We carried out a multiple linear regression analysis to examine whether having two variables (one for center bias and the other for serial dependence) in a linear regression model would significantly explain more variance in the observed heading error data than having only one variable (for center bias) in the model. Specifically, similar to
Equation 1, we first fitted the observed heading errors (
HE) with a linear function of the actual heading (
HA), given as:
\begin{equation}
HE = S_1^{\prime}H_A + error,\end{equation}
where
S1’ represents the slope caused by center bias. Then, we conducted multiple linear regression of the observed
HE as a function of both actual heading (
HA) and relative heading (
HR, i.e. the distance in the presented heading between the previous and the current trial), given as:
\begin{equation}
HE = S_1^{\prime}H_A + S_2^{\prime}H_R + error,\end{equation}
where
S2’ represents the slope due to serial dependence. Again, a negative
S2’ indicates a repulsive serial dependence effect meaning that the perceived heading is biased away from the previously presented heading, resulting in the sign of the residual heading error opposite to that of the relative heading. In contrast, a positive
S2’ indicates an attractive serial dependence effect meaning that the perceived heading is biased toward the previously presented heading, resulting in the sign of the residual heading error the same as that of the relative heading.
When fitting the linear regression model to the data, we used the least square method given as:
\begin{equation}MSE = \frac{1}{N}\mathop \sum \nolimits_{i = 1}^N {\left({H{E_i} - {{\widetilde {HE}}_i}} \right)^2},\end{equation}
where MSE is the minimum squared error,
HEi and
\({\widetilde {HE}_i}\) are the actual and predicted heading errors of
ith data point,
N is the size of the data set. For
Experiment 1,
N = 12,100 (20 participants × 5 blocks × 121 relative headings); for
Experiment 2,
N = 2,420 (20 participants × 121 relative headings) for each motion coherence level.
Because
Equations 4 and
5 show two nested regression models, we performed an ANOVA for regression (i.e.
F-test) to determine whether the complex model (
Equation 5) is better than the simple version of the same model (
Equation 4) in explaining the variance of the observed heading error data.

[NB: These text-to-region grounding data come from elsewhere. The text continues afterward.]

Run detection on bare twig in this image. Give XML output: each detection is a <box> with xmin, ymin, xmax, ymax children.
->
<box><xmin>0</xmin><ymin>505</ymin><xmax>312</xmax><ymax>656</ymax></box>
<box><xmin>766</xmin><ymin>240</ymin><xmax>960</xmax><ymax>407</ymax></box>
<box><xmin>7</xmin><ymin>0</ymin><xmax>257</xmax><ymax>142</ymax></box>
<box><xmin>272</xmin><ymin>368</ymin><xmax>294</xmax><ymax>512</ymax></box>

The results of the model fitting as well as the
F-tests are listed in
Table A1. In summary,
Equation 5 with the extra term of serial dependence explained significantly more variance (although small) than did
Equation 4 with only the term of center bias. In addition, both fitted parameters
S1’ and
S2’ for the complex model (
Equation 5) followed the same pattern of the fitted parameters
S1 and
S2 in the Results sections above, indicating the consistency between the multiple regression analysis and the two-step linear regression analysis as described in the main text.